• Link został skopiowany

Justin Timberlake dziwacznie zareagował na wiadomość o ciąży Britney Spears. Jego reakcja szokuje

Justin Timberlake został ostatnio zaczepiony przez jednego z fotoreporterów i zapytany o Britney Spears. Wokalista nie pogratulował jednak byłej dziewczynie ciąży. Zamiast tego zaczął dziwacznie się zachowywać. Skąd taka reakcja?
Justin Timberlake, Britney Spear
Fot. Instagram.com/britneyspears, justintimberlake

Więcej o polskim i światowym show-biznesie przeczytasz na Gazeta.pl.

Britney Spears i Justin Timberlake przez kilka lat byli jedną z najbardziej popularnych i lubianych par show-biznesu. Ona była wówczas początkującą wokalistką, którą zaczęto nazywać księżniczką muzyki pop. On był członkiem bardzo popularnego boysbandu N Sync, a jednocześnie przymierzał się do solowej kariery. Niestety, związek rozpadł się, a Justin postanowił to wykorzystać promocyjnie. W swoim teledysku do piosenki "Cry me a river" oskarżył byłą dziewczynę o niewierność. Wielokrotnie wypowiadał się także na ten temat w mediach, opowiadając o pikantnych szczegółach ze swojego związku. Fani nie zapomnieli zachowania wokalisty i w ubiegłym roku wręcz wymusili na nim przeprosiny w kierunku Spears. Obecnie piosenkarka spodziewa się dziecka z narzeczonym Samem Asgharim. Reakcja Justina Timberlake'a na te informacje jest co najmniej dziwna. 

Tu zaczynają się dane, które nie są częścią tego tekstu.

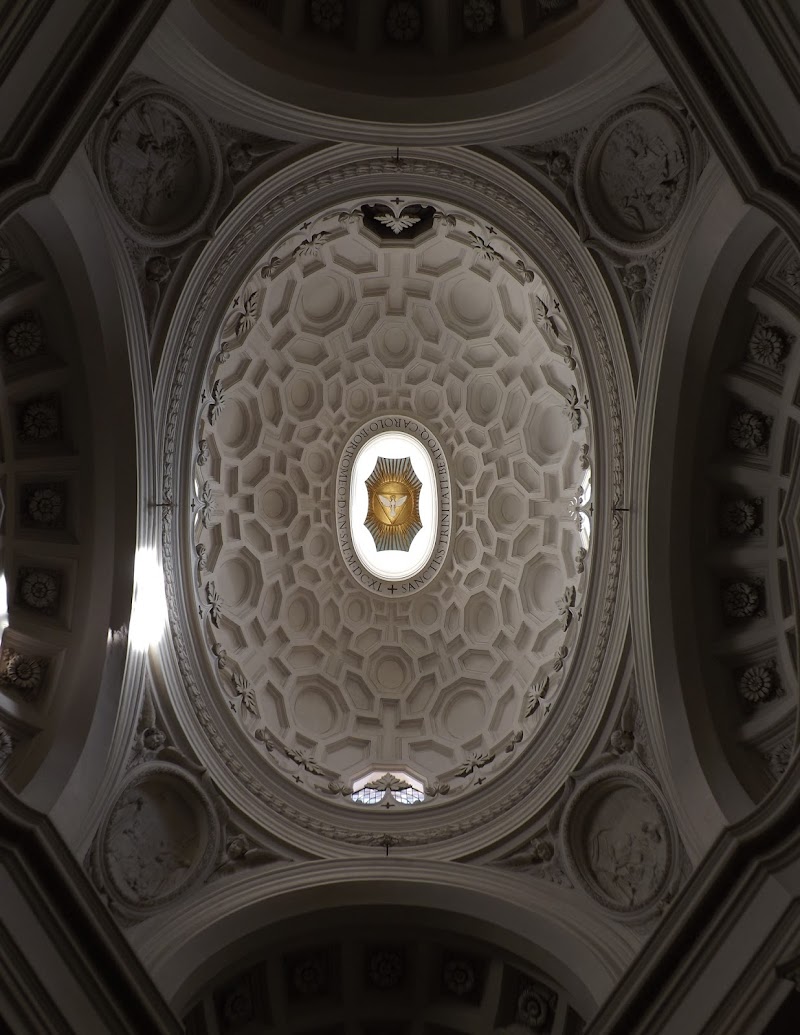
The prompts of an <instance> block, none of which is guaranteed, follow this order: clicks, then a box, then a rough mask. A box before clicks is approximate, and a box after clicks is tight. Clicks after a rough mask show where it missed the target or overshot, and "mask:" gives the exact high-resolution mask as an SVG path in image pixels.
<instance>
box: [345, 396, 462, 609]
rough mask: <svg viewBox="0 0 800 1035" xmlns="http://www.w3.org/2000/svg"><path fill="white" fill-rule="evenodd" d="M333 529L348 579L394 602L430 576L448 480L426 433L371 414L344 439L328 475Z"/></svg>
mask: <svg viewBox="0 0 800 1035" xmlns="http://www.w3.org/2000/svg"><path fill="white" fill-rule="evenodd" d="M336 533H337V536H338V544H339V549H340V551H342V557H343V560H344V561H345V566H346V567H347V569H348V571H349V572H350V574H351V575H352V576H353V579H355V581H356V582H357V583H358V584H359V585H360V586H363V587H364V588H365V589H368V590H371V591H372V592H373V593H378V594H379V595H382V596H388V597H390V598H394V597H395V596H396V597H397V598H398V599H399V598H401V597H403V596H408V595H409V594H411V593H416V592H417V591H418V590H420V589H423V588H424V587H425V586H427V585H429V583H431V582H432V581H433V580H434V579H435V578H436V575H437V573H438V572H439V570H440V568H441V566H442V563H443V561H444V559H445V557H446V555H447V546H448V543H449V540H450V479H449V475H448V470H447V460H446V459H445V454H444V450H443V449H442V447H441V445H440V444H439V442H438V441H437V439H436V437H435V435H434V434H433V432H431V430H429V428H427V427H425V425H424V424H422V423H420V422H419V421H418V420H415V419H413V418H410V417H403V416H390V417H376V418H375V419H374V420H368V421H366V422H365V423H364V424H362V425H361V427H359V428H358V431H357V432H356V433H355V434H354V435H352V436H351V437H350V439H349V440H348V442H347V443H346V445H345V448H344V450H343V452H342V457H340V460H339V464H338V473H337V477H336Z"/></svg>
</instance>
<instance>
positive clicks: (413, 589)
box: [335, 414, 451, 599]
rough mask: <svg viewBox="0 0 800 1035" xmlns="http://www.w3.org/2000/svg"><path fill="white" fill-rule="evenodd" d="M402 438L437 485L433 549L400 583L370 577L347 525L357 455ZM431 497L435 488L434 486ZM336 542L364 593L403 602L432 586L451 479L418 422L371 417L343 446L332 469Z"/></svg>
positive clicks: (440, 454)
mask: <svg viewBox="0 0 800 1035" xmlns="http://www.w3.org/2000/svg"><path fill="white" fill-rule="evenodd" d="M391 432H394V433H397V432H399V433H402V434H404V435H407V436H409V437H410V438H412V439H414V440H415V441H416V442H418V443H419V444H420V445H421V446H422V447H423V448H424V449H425V451H426V452H427V454H428V457H429V460H431V464H432V467H433V471H434V477H435V479H436V489H437V491H436V500H435V505H434V512H435V513H436V523H437V525H436V533H435V535H434V537H433V545H432V548H431V551H429V553H428V555H427V557H426V558H425V560H424V563H423V564H422V566H421V567H420V568H419V570H417V571H416V572H415V573H414V574H413V575H410V576H408V578H404V579H399V578H398V579H394V580H391V579H385V578H381V576H380V575H379V574H376V573H374V572H373V571H371V570H369V569H368V568H367V567H366V565H365V564H364V563H363V562H362V560H361V558H360V557H359V554H358V549H357V546H356V544H355V542H354V540H353V534H352V530H351V519H350V498H351V491H352V489H351V482H352V472H353V469H354V467H355V462H356V459H357V456H358V454H359V453H360V451H361V449H362V448H363V447H364V446H365V445H366V443H367V442H369V441H371V439H374V438H376V437H377V436H379V435H385V434H387V433H391ZM432 491H433V486H432ZM335 513H336V516H335V522H336V539H337V541H338V548H339V551H340V553H342V559H343V560H344V562H345V566H346V567H347V569H348V571H349V573H350V574H351V575H352V578H353V579H354V580H355V582H356V583H357V584H358V585H359V586H360V587H361V588H363V589H367V590H369V592H372V593H375V594H376V595H377V596H385V597H388V598H390V599H394V598H395V597H396V598H397V599H402V598H403V597H405V596H412V595H413V594H414V593H418V592H419V591H420V590H421V589H425V588H426V587H427V586H429V585H431V584H432V582H433V581H434V579H436V576H437V574H438V573H439V572H440V570H441V569H442V567H443V566H444V563H445V561H446V559H447V554H448V551H449V545H450V532H451V497H450V474H449V466H448V463H447V456H446V453H445V451H444V449H443V448H442V446H441V444H440V442H439V440H438V439H437V437H436V436H435V435H434V433H433V432H432V431H431V428H429V427H427V426H426V425H425V424H423V423H422V422H421V421H420V420H417V419H416V418H415V417H407V416H404V415H403V414H389V415H387V416H381V417H373V418H372V419H371V420H366V421H364V423H363V424H361V426H360V427H359V428H358V430H357V431H356V432H355V433H354V434H353V435H351V436H350V438H349V439H348V440H347V442H346V443H345V447H344V449H343V450H342V454H340V456H339V460H338V466H337V469H336V497H335Z"/></svg>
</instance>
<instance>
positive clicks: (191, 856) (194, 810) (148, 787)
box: [99, 764, 218, 907]
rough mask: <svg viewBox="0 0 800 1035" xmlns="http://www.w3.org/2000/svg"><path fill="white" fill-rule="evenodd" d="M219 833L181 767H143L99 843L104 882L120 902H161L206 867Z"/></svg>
mask: <svg viewBox="0 0 800 1035" xmlns="http://www.w3.org/2000/svg"><path fill="white" fill-rule="evenodd" d="M217 837H218V827H217V823H216V820H215V817H214V811H213V808H212V806H211V804H210V802H209V801H208V800H207V799H206V798H205V796H204V795H202V794H201V793H200V792H199V791H198V789H197V788H196V787H195V786H194V785H192V783H191V782H189V780H187V779H186V778H185V776H184V775H183V774H182V773H181V771H180V770H179V769H178V768H177V767H175V766H172V765H169V764H158V765H151V766H146V767H143V768H141V769H139V770H138V771H137V773H136V775H135V776H134V777H132V778H131V779H129V780H128V782H127V785H126V786H125V787H124V788H123V790H122V792H121V794H120V795H119V797H118V798H117V800H116V802H115V804H114V807H113V808H112V811H111V815H110V816H109V818H108V820H107V822H106V826H105V829H103V832H102V835H101V837H100V841H99V848H100V860H99V862H100V870H101V873H102V876H103V883H105V884H106V886H107V887H108V888H109V890H110V891H111V893H112V895H113V896H114V897H115V898H116V899H118V900H119V901H120V903H121V904H124V905H126V906H134V907H153V906H159V905H161V904H162V903H167V901H169V900H171V899H172V898H175V897H176V896H177V895H179V894H180V893H181V892H182V891H183V890H184V889H185V888H186V887H187V886H188V885H189V884H191V883H194V882H195V880H196V879H197V878H198V877H199V876H200V875H201V871H205V870H206V869H207V867H208V864H209V863H210V862H211V860H212V858H213V855H214V853H215V851H216V846H217Z"/></svg>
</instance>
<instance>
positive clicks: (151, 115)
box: [98, 80, 221, 244]
mask: <svg viewBox="0 0 800 1035" xmlns="http://www.w3.org/2000/svg"><path fill="white" fill-rule="evenodd" d="M98 149H99V154H98V166H99V169H98V174H99V176H100V180H101V181H102V183H103V185H105V187H106V189H107V191H108V194H109V197H110V199H111V201H112V202H113V204H114V206H115V208H116V209H117V211H118V212H119V214H120V216H121V217H122V219H123V220H124V223H125V224H126V226H127V228H128V230H129V231H130V232H131V234H132V235H134V236H135V237H137V238H138V239H139V240H140V241H145V242H150V243H155V242H158V243H161V244H165V243H170V242H176V241H179V240H181V239H184V238H186V237H187V236H189V235H190V234H191V233H194V232H196V231H197V230H198V229H199V228H200V227H201V226H202V225H203V223H204V220H205V219H206V218H208V215H209V213H210V211H211V209H212V207H213V205H214V203H215V201H216V198H217V197H218V193H219V188H220V185H221V157H220V155H219V150H218V146H217V144H216V141H215V140H214V138H213V136H212V135H211V132H210V130H209V129H208V128H207V127H206V125H205V124H204V123H203V122H202V120H201V119H200V117H199V116H198V115H197V113H195V112H194V111H192V110H191V109H190V108H189V107H188V106H187V105H186V104H184V102H183V101H182V100H181V99H180V98H178V97H176V96H173V95H171V94H169V93H167V92H166V91H164V90H160V89H153V87H152V85H151V84H150V83H149V82H148V81H146V80H144V81H136V80H135V81H134V82H132V83H131V84H129V85H128V86H127V88H126V89H123V92H122V97H121V100H120V104H119V107H118V109H117V110H116V112H115V113H114V114H113V115H112V118H111V119H110V120H109V122H108V123H107V126H106V128H105V131H102V132H101V135H100V137H99V139H98Z"/></svg>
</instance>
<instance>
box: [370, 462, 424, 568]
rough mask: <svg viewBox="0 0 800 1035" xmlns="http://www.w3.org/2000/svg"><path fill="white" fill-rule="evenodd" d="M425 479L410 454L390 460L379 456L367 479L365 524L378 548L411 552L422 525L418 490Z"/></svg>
mask: <svg viewBox="0 0 800 1035" xmlns="http://www.w3.org/2000/svg"><path fill="white" fill-rule="evenodd" d="M421 489H422V482H421V481H420V480H419V478H418V477H417V475H416V472H415V471H414V468H413V467H412V464H411V457H410V456H404V457H403V459H402V460H388V459H387V457H385V456H379V457H378V460H377V461H376V464H375V468H374V470H373V473H372V474H371V475H369V477H368V478H367V479H366V492H367V505H366V519H365V521H364V525H365V526H366V528H367V529H368V531H369V533H371V534H372V536H373V539H374V540H375V549H376V550H403V551H405V552H406V553H408V551H409V548H410V546H411V543H412V542H413V540H414V536H415V535H416V534H417V532H419V531H420V530H421V528H422V523H421V521H420V519H419V492H420V490H421Z"/></svg>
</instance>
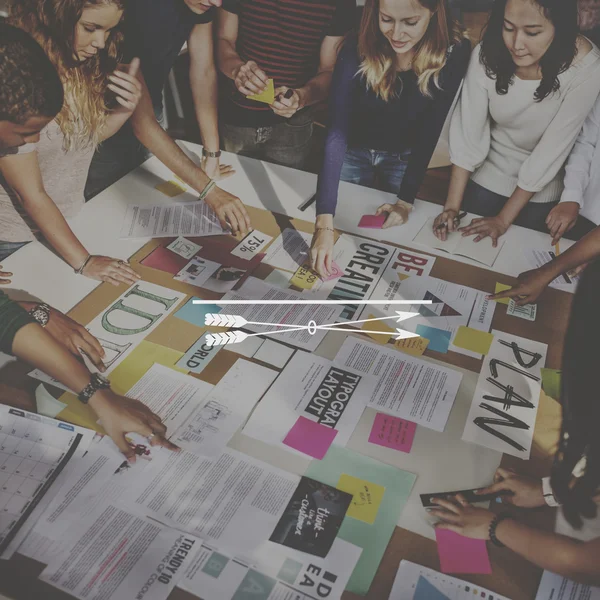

Zobacz wideo Dzięki "Klubowi Myszki Miki" mogliśmy zobaczyć tańczącego Ryana Goslinga [Popkultura Extra]

Justin Timberlake nie pogratulował Britney Spears ciąży. Zaczął tupać jak dziecko

Justin Timberlake był widziany ostatnio w Beverly Hills. Został zaczepiony przez jednego z fotografów, który oznajmił mu, że Britney spodziewa się dziecka. Timberlake najpierw zaczął machać ręką i rzucił niemiłą uwagę w kierunku reportera. 

Przestań! Idź sobie!

Na filmiku możemy zaobserwować wokalistę, który następnie kierował się ku wejściu do jednego z budynków. Nieoczekiwanie zaczął tupać jak dziecko i wykonywać dziwaczne kroki. Aż ciężko zinterpretować, o co mogło chodzić Timberlake'owi. Wszystko wskazuje na to, że między artystami wciąż są jakieś nieporozumienia i niewyjaśnione sprawy sprzed lat.